Villegas did not mention Duterte by name, but the man who accused the Catholic Church of corruption, called its leaders, including Pope Francis, “sons of whores,” and said one of its priests sexually molested him in high school, was probably in mind when the archbishop delivered at least some of his address.
“We were speaking a language that our flock could not understand,” he said to describe how seemingly irrelevant the church leadership has become. “When we appealed for morality, our people laughed at vulgarity. When we challenged indecency, we were despised and ridiculed as archaic.”
“When we preached about marriage and family life, we were dismissed as uninformed bachelors. We are called shameless hypocrite children of whores. It felt like the Church was like Ismael, son of Abraham, sent to the desert to die.”
Villegas began his address by tracing church-state relations since the time of the dictatorial President Ferdinand Marcos, whom the Church helped oust in 1986. In what was called “critical collaboration,” the bishops had significant influence with subsequent regimes without, it hoped, giving up its independence.
“Without the military repression and an authoritarian regime, would the Church still be relevant?” the archbishop mused. “Many of us saw ourselves more collaborative than critical and, sadly, in some instances, co-opted by our former comrades … now occupying top government positions.”
Clearly, the Church had lost enough clout by 2012, Villegas noted, that its opposition to the Reproductive Health Law was ignored by the government. And without mentioning it specifically in this June’s presidential election, the bishops’ opposition to Duterte was ignored by the voters.

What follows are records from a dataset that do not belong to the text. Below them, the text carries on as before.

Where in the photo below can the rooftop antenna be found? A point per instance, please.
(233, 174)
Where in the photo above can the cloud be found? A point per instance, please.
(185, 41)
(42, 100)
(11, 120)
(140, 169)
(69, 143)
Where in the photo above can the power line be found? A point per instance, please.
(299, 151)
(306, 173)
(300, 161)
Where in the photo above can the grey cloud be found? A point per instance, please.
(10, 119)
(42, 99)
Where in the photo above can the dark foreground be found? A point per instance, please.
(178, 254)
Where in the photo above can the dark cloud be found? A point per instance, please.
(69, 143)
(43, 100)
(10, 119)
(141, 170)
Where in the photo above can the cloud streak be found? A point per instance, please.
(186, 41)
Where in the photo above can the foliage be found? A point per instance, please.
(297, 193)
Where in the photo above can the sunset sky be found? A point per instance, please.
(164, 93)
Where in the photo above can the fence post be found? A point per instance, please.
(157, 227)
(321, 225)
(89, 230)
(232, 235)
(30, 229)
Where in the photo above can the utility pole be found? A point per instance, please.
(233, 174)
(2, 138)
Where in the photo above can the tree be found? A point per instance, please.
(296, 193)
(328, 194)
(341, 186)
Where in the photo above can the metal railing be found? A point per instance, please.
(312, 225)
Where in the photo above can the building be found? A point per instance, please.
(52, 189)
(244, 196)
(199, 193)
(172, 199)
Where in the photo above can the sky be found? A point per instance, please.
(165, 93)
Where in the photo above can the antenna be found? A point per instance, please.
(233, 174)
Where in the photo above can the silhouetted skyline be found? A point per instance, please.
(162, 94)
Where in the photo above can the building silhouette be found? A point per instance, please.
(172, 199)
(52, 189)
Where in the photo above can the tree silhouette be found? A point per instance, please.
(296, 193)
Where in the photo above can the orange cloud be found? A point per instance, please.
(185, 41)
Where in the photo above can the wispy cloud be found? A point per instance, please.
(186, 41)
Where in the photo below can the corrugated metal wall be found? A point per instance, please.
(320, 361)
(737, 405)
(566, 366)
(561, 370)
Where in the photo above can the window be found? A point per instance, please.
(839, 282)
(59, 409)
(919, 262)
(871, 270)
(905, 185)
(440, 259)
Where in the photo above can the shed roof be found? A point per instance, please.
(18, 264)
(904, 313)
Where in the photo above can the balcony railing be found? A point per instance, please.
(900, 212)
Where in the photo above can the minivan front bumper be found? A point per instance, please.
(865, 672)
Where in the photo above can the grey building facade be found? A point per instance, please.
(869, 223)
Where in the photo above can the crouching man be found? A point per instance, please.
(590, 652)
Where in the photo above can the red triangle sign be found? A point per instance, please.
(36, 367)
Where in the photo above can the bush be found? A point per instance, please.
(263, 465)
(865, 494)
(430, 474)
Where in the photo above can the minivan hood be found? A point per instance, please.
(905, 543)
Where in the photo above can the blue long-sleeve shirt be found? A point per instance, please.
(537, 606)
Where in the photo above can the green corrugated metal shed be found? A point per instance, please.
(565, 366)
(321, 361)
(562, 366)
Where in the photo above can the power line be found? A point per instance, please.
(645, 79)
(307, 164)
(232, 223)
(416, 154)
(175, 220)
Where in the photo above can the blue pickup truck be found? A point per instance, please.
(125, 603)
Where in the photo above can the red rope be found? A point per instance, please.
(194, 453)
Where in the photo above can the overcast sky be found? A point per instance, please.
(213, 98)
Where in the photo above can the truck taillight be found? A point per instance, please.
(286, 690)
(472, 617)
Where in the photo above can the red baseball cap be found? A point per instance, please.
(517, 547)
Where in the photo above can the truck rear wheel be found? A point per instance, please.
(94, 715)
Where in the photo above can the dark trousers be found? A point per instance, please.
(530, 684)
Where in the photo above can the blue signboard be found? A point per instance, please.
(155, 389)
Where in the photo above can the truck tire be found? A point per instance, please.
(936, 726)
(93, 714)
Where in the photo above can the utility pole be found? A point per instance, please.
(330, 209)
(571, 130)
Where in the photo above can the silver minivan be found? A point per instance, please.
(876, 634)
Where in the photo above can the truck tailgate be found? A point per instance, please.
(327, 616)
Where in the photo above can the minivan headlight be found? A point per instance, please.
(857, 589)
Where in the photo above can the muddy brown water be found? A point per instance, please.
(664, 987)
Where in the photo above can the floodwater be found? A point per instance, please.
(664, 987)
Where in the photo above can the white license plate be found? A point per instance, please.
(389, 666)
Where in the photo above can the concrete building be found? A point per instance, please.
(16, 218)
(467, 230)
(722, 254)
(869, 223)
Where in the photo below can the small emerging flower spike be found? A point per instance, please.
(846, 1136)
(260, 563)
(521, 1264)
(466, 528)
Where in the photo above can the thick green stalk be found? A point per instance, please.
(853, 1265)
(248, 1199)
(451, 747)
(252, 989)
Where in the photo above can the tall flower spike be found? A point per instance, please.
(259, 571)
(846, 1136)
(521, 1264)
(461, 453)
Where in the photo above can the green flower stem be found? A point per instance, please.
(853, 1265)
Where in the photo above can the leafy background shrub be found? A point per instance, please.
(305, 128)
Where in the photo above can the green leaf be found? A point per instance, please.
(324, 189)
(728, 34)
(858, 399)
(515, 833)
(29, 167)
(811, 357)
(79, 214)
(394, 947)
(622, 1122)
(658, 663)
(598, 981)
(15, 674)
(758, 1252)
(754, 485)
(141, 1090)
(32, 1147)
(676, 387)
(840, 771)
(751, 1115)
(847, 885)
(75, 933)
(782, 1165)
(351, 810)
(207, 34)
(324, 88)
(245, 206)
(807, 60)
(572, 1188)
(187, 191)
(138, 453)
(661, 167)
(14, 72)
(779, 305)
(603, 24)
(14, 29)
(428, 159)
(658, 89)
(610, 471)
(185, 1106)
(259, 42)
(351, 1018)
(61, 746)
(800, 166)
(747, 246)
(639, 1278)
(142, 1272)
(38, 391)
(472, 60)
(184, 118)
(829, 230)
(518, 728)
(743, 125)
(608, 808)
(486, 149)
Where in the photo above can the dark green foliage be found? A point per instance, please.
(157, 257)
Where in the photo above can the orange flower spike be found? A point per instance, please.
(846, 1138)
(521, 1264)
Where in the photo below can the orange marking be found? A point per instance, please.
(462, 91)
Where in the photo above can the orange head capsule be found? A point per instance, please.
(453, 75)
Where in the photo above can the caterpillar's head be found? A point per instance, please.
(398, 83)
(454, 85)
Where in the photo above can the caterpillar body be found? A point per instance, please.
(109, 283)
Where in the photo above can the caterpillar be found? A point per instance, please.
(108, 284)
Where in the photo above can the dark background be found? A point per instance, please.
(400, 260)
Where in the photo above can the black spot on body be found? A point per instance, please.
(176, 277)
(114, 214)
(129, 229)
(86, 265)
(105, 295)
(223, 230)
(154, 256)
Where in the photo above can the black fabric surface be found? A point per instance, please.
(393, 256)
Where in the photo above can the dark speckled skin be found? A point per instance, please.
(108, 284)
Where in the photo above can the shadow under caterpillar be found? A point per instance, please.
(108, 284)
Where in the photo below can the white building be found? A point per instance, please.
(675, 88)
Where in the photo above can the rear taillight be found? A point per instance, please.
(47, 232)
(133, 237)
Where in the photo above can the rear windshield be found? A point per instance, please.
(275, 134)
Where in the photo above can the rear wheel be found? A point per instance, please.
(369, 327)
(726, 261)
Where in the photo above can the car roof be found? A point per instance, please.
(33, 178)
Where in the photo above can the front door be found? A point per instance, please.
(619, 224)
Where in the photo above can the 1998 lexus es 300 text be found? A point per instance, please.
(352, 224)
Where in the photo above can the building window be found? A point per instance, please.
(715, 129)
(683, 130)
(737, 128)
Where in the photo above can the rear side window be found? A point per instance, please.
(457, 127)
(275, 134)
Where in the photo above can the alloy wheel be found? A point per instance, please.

The Church, Villegas said, had turned a corner into a “hostile wilderness,” but this, as the life of Christ shows, can be a good thing. “The wilderness is also for purification and prayer. It is also for returning to the basics without the trappings and icings. The wilderness beckons us to stay with the Lord and return to the essentials. The wilderness tests our readiness for martyrdom.”
The essentials, he continued, meant standing up for the powerless. “We will stand up for the moral right. We will resist the moral wrong. We will stand and defend every person’s life and dignity. We will shield the weak from harm. We will protect the confused from error.”